LOS ASISTENTES PUDIERON PROBAR LOS MODELOS DE DEFENDER EN CARRETERA Y EN EXPERIENCIA 4X4
A las 12 h llegaron los asistentes a la Finca Monte de Cutamilla para llevar a cabo la experiencia 4×4. Una situación privilegiada para Defender que pudo desplegar todo su potencial en un circuito de subidas pronunciadas, terrenos irregulares y pasos técnicos, solventados con confianza. Más que una prueba de resistencia, fue una demostración de equilibrio entre la tecnología y la mecánica.

Foto: Merca2
Después de la experiencia de conducción llegaba la hora de comer, donde los asistentes vivieron un momento de disfrute gastronómico bajo el título ¿Por qué la cocina nos hizo humanos?, a cargo del chef Víctor Díaz. Una propuesta que iba más allá del menú degustación; era un recorrido conceptual por la evolución del hombre a través del fuego y la cocina.

Foto: Merca2
El menú estaba estructurado en cinco platos, para comenzar y abrir apetito, unos calçots con romescu, siguiendo con el primer plato donde Víctor Díaz preparó un surtido de matanza con criollo, txistorra, butifarra y morcilla.
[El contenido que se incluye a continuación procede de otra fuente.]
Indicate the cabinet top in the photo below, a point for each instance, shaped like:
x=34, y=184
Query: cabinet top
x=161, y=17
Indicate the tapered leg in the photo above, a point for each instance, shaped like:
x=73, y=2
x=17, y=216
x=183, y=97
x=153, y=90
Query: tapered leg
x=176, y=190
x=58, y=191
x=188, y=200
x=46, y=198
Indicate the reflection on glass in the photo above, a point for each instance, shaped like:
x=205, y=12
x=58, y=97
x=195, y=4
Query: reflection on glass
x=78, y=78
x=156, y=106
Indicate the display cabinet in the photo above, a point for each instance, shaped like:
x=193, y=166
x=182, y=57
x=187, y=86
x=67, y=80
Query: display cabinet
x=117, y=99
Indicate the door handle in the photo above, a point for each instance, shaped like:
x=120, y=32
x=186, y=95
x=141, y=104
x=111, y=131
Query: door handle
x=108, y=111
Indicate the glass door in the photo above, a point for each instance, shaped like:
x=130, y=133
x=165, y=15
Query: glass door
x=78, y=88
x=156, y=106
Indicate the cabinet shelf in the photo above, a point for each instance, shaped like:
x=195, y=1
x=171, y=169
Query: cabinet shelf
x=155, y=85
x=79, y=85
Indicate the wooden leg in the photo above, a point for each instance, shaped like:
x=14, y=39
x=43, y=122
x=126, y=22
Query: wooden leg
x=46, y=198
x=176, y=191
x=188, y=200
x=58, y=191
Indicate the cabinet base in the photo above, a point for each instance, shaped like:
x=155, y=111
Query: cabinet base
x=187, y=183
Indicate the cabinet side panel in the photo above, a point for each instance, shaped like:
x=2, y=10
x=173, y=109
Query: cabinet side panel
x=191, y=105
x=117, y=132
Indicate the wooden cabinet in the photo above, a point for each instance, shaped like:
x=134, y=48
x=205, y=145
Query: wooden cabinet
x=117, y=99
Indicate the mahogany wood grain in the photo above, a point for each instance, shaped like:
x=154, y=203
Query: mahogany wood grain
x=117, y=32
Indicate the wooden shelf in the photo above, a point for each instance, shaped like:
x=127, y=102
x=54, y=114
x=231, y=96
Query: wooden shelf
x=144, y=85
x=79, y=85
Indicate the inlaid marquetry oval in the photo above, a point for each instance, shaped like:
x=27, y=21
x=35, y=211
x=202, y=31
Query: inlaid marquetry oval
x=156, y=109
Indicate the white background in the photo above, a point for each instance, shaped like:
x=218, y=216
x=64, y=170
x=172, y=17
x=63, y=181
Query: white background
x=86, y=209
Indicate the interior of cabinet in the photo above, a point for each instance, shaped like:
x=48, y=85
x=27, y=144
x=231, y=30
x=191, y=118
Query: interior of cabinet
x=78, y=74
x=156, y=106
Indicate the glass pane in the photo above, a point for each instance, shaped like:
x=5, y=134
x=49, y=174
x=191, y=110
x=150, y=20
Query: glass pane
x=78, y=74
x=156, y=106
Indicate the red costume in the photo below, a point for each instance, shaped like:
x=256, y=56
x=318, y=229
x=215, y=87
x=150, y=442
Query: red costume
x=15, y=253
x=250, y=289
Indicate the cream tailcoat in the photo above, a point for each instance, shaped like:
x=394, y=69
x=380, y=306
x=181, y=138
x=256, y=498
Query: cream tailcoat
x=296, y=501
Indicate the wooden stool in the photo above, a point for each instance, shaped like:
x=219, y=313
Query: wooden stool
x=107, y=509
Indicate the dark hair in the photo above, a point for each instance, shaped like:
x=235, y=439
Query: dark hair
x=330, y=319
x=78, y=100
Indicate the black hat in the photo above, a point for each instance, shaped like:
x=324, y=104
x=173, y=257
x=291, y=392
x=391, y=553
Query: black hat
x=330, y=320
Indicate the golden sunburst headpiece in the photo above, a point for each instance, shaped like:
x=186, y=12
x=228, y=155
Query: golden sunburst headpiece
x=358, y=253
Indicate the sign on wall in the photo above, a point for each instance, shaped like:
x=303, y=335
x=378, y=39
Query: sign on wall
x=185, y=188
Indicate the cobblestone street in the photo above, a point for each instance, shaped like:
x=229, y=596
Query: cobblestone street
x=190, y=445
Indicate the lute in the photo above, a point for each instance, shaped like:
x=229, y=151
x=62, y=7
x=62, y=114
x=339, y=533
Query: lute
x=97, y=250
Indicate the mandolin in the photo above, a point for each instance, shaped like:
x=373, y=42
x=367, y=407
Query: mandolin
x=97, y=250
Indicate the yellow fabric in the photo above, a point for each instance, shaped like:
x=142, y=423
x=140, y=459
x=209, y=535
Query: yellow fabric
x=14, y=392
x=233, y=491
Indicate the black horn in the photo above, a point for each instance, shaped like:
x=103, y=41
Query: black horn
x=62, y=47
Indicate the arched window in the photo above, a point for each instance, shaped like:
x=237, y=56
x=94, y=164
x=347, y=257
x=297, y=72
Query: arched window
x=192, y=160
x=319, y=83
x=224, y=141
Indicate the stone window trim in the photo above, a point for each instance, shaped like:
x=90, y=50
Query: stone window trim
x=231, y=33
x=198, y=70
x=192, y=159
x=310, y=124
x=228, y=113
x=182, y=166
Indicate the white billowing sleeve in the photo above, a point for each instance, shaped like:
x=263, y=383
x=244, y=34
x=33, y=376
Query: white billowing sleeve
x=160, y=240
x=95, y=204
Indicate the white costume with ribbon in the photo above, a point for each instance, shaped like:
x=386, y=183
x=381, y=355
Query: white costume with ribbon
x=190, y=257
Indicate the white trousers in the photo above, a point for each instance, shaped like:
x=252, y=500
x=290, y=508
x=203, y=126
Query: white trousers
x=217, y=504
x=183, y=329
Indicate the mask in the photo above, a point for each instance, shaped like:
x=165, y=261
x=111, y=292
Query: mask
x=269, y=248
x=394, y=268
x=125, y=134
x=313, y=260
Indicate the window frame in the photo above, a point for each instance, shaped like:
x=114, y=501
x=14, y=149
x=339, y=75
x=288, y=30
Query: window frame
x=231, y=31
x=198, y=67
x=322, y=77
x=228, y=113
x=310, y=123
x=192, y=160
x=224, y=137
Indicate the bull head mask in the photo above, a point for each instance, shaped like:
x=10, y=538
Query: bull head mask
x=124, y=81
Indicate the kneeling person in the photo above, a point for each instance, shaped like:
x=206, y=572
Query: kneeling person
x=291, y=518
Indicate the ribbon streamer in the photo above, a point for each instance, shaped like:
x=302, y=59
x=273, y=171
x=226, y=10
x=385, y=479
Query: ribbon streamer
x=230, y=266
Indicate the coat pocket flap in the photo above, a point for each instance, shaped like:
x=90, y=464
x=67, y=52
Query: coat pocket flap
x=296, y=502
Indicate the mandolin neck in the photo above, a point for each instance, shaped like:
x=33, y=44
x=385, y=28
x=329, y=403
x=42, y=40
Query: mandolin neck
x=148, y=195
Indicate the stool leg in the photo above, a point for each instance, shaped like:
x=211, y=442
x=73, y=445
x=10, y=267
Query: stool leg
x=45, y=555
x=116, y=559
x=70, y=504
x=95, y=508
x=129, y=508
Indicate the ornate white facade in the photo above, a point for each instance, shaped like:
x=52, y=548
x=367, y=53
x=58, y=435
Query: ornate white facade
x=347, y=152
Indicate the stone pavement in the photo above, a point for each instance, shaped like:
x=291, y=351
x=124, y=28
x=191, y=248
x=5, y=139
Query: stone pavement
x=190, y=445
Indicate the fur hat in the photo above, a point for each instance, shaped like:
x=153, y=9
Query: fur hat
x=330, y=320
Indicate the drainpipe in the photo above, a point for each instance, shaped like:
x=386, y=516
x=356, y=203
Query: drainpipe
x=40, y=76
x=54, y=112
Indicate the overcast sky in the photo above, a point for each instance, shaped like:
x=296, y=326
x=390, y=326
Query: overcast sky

Entrando al segundo plato, los asistentes tuvieron la oportunidad de probar el chipirón relleno de verduras, albardado con papada ibérica de bellota adobada; el plato principal se trató de un chuletón de vaca vieja y madurada a 45 días de discarlux.
La experiencia gastronómica cerró con dos postres: el primero, una piña flambeada por parte del chef Víctor Díaz, y el segundo postre fue gracias a la chocolatería Dulce Tentación, que presentó unos bombones con el logo de Defender para seguir endulzando la velada.

Foto: Merca2
No obstante, la experiencia gastronómica se elevó con el maridaje dirigido por David Rosillo Cortijo, Wine Experience Manager de Abadía Retuerta. Rosillo guio a los asistentes en la interpretación de matices y aromas, con vinos como Ledomaine 2019 Blanco de Guarda de Abadia Retuerta, o Pago Valdebellón 2021, entre otros tres vinos más.

Foto: Merca2
Defender y Grupo Merca2 lograron una experiencia en la que la movilidad y la cultura se entrelazaron con naturalidad. Cada momento de dicha vivencia estuvo diseñado para transmitir una idea clara y dejar huella entre todos los asistentes.